Quotes about Coping
Once an individual's search for a meaning is successful, it not only renders him happy but also gives him the capability to cope with suffering.
— Viktor E. Frankl
Finally, Frankl's most enduring insight, one that I have called on often in my own life and in countless counseling situations: Forces beyond your control can take away everything you possess except one thing, your freedom to choose how you will respond to the situation.
— Viktor E. Frankl
meaning is possible even in spite of suffering—provided, certainly, that the suffering is unavoidable.
— Viktor E. Frankl
Humor was another of the soul's weapons in the fight for self-preservation. It is well known that humor, more than anything else in the human make-up, can afford an aloofness and an ability to rise above any situation, even if only for a few seconds.
— Viktor E. Frankl
No one can relieve him of his suffering or suffer in his place. His unique opportunity lies in the way in which he bears his burden.
— Viktor E. Frankl
The cold stream of visual impressions failed him now as if the eye were a cup that overflowed and let the rest run down its china walls unrecorded. The brain must wake now. The body must contract now, entering the house, the lighted house, where the door stood open, where the motor cars were standing, and bright women descending: the soul must brave itself to endure.
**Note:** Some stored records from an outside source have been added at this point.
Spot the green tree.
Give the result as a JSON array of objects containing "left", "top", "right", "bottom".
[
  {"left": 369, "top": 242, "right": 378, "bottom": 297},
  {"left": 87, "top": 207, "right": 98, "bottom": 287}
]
He opened the big blade of his pocket-knife.
— Virginia Woolf
She must admit that she felt this thing that she called life terrible, hostile, and quick to pounce on you if you gave it a chance.
— Virginia Woolf
The more you try to avoid suffering, the more you suffer, because smaller and more insignificant things begin to torture you, in proportion to your fear of being hurt. The one who does most to avoid suffering is, in the end, the one who suffers most.
— Thomas Merton
The most terrible thing about it is not that it breaks one's heart—hearts are made to be broken—but that it turns one's heart to stone.
— Oscar Wilde
When the fierce, burning winds blow over our lives-and we cannot prevent them-let us, too, accept the inevitable. And then get busy and pick up the pieces.
— Dale Carnegie
Numerous studies have shown that your health risk is higher following a loss.
— H. Norman Wright
God does not send the problem, the illness, the accident, the hurricane, and God does not take them away when we find the right words and rituals with which to beseech Him. Rather, God sends us strength and determination of which we did not believe ourselves capable, so that we can deal with, or live with, problems that no one can make go away.